Romagnolo chose this profession when 12 years of running retail mall stores came to an end.
"I got notice last August that my store was closing and I only had a few weeks notice," she says. "I'm 33 years old, and I really wanted to think about what would make me happy and what would be fulfilling at the end of the day."
Romagnolo plowed into a thousand different franchise opportunities, and since she wished to work with animals, she focused on a pet care franchise called Fetch.
"We did a lot of research. We studied our competition, researched what's out here - how many people have pets, who spends money on their pets," says Romagnolo.
She decided to create Fetch of Staten Island, and started to learn how to properly walk and handle dogs.
"Dogs work well with praise," she says. "If they go in the other direction, you can tug them. Then lower the pitch of your voice and say 'Good boy,' so they know that they're doing well."
Romagnolo also feeds, pet-sits and drives her four-legged clients to the vet.
Her choosing to run a franchise has many successful precedents. According to the U.S. Department of Commerce, the failure rate of franchise businesses is 3.7 percent, compared to the 85 percent failure for non-franchise businesses.

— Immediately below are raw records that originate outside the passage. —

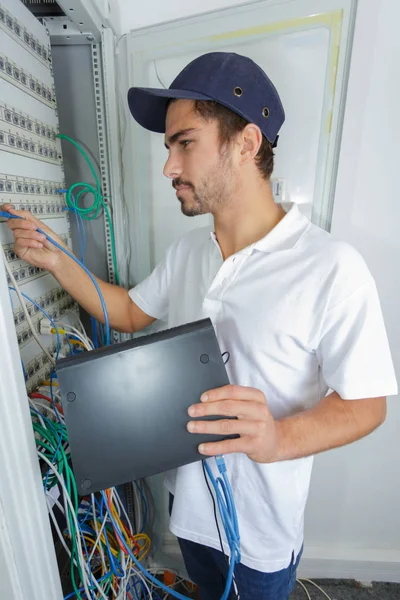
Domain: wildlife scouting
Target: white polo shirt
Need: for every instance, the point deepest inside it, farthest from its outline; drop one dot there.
(299, 314)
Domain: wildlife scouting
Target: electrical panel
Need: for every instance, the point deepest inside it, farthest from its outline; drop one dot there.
(31, 173)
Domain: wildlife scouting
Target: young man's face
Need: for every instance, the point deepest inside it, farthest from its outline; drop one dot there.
(201, 171)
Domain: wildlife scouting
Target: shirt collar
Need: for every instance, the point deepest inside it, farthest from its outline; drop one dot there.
(284, 236)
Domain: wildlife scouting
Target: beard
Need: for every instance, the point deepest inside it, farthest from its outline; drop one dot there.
(213, 192)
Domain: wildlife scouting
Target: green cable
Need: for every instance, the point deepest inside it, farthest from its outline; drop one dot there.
(90, 213)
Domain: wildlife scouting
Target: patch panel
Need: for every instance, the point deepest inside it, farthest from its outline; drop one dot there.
(12, 142)
(10, 25)
(29, 190)
(14, 74)
(24, 331)
(42, 210)
(44, 301)
(25, 122)
(39, 369)
(24, 272)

However, no franchise can guarantee success, and running one requires exhaustive research.
Overall, Romagnolo is pleased she went with the franchise route, but says regardless of what business one considers, people need to first size themselves up.
"You have to research within yourself to find something that will make you happy at the end of the day," says Romagnolo. "And you can make money doing it as long as you love it."
The thousands of city residents who live in fear of losing their job can know there is room for other opportunities.
"Sometimes when people get laid off from a job, they can look at it as a pitfall or a bad time, but i would encourage people to look at it as an opportunity," says Romagnolo.